En Pathways, el jugador toma el rol de Charlie, un joven estudiante británico que asiste a la universidad a la vez que el ambiente político del país está se encuentra experimentando una crisis debido a las migraciones masivas de extranjeros y refugiados hacia el Reino Unido. El título pretendía concientizar a los jugadores sobre la empatía y el peligro del ultranacionalismo y la radicalización. Pero el tiro ha salido por la culata.
Aquí es cuando entra en escena Amelia, el personaje que toma un rol antagónico en la historia. Amelia es retratada como una persona con tendencias extremistas y antiinmigrantes, que no está de acuerdo con las decisiones de su gobierno con respecto a este tema. El jugador deberá entonces tomar partido en las acciones de su círculo, siendo lo que los desarrolladores y el Gobierno pretendían, que se opusieran a Amelia.
Pero los jugadores han demostrado una vez más que, si se les intenta obligar tomar decisiones a través de discursos, harán de su misión hacer exactamente lo contrario. Y además, seamos honestos, no ayuda que Amelia sea una waifu gótica de cabello morado que utiliza un choker, es como si el equipo artístico hubiera deliberadamente puesto el pie al propio mensaje político que intentaban transmitir.

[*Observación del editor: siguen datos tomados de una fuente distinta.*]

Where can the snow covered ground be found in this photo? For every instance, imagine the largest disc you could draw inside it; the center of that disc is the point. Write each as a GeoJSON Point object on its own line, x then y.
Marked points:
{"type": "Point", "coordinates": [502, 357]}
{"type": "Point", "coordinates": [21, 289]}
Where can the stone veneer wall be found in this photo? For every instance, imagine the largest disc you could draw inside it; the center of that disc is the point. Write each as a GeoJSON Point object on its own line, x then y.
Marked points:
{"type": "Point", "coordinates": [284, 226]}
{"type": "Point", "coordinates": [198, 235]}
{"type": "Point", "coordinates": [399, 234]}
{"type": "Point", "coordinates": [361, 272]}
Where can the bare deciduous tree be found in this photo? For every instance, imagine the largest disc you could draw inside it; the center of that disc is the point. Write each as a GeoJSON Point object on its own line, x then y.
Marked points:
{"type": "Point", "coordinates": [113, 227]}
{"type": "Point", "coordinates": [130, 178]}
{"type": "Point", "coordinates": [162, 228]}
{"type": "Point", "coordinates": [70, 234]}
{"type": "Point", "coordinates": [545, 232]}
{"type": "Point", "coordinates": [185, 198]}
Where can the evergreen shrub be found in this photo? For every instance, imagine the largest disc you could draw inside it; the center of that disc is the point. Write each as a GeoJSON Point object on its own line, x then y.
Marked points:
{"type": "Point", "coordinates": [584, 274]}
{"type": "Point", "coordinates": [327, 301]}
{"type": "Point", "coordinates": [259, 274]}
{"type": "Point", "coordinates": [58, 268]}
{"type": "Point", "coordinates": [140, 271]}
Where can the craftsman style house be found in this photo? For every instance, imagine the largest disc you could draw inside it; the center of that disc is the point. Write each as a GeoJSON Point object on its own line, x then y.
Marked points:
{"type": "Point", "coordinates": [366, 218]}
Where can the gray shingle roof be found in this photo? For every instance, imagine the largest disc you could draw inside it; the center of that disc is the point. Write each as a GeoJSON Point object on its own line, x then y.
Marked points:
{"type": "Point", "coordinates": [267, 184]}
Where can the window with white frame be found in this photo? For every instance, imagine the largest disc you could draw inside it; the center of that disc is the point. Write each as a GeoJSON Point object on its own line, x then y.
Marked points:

La mayoría de los jugadores ha tomado el camino del extremismo, apoyando a Amelia y su causa, pero esto tiene implicaciones más profundas que un simple meme de “apoyamos a la waifu, a la m*** el Estado”. Esto comprueba que, ante narrativas que pretenden inculcar un mensaje político, independientemente de su naturaleza, la gente se inclina hacia el rechazo. De ahí que Amelia haya terminado convirtiéndose no en una figura del radicalismo, sino en una figura en contra de la obediencia ciega hacia el Estado, como finalmente ha terminado siendo interpretada.
Múltiples medios británicos especializados han señalado, además, que Pathways presenta las ideas de manera torpe y sencilla, simplificando un tema tan complejo como la inmigración y reduciendo el mensaje a “si apoyas eres bueno, sino eres malo”. Mientras tanto, en redes sociales, la figura de Amelia, que ahora cuenta con una base de fans y muchos fanarts, se ha convertido en un símbolo antisistema, no necesariamente vinculada con el ultranacionalismo, que era lo que se pretendía en un inicio, sino más bien con la conciencia individual y libertad de pensamiento, fuera de la manipulación de instituciones y gobiernos. Pathways ya fue dado de baja por parte del Gobierno del Reino Unido, pero persiste la impresión de que todo el tema no se olvidará pronto.